The new EU competition law framework for the automotive aftermarket
The current position is set out in this document released in 2010. More
Following the expiry of the Block Exemption Regulation No. 1400/2002 on 31st May 2010, the European Commission has introduced a new competition law framework for the automotive sector focusing on aftermartket issues. Applied in the market since the 1st June 2010, these new rules are enacted in four key legal instruments :
• the Automotive Block Exemption Regulation (EU) No. 461/2010
• the sector-specific Guidelines on vertical restraints in agreements for the sale and repair of motor vehicles and for the distribution of spare parts for motor vehicles
• the Vertical Restraints Block Exemption Regulation (EU) No. 330/2010
• the general Guidelines on vertical agreements

These rules will apply until the 31st May 2023. They cover the trade in spare parts for and the repair and maintenance of all self propelled vehicles with more than 3 wheels (e.g. passenger cars, light commercial vehicles and heavy duty vehicles). While the new rules are particularly important to illustrate what vehicle manufacturers may or may not do, they also affect the agreements concluded between independent aftermarket operators.

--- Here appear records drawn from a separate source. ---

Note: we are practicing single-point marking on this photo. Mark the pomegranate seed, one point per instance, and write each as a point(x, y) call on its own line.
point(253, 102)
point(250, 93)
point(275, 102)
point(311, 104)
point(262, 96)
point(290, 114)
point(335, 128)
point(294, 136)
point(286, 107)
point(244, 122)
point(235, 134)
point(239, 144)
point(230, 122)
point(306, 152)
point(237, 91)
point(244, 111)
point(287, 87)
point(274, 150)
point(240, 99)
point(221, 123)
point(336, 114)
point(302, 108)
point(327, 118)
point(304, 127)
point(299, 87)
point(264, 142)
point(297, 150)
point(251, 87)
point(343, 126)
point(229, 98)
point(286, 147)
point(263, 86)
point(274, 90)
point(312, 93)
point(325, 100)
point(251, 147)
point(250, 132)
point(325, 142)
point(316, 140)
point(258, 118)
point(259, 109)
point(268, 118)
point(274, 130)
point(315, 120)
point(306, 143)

What has the EU Commission done?
The EU Commission has issued a report on this area and for anyone who enjoys wading through the jungle of EU Commission documents you can see the report here. It does not recommend any changes in this area, but our contact in Brussels will try to find out more. There is a suspicion that a parts supplier may be starting a scare to dissuade the EU Commission from even thinking about it.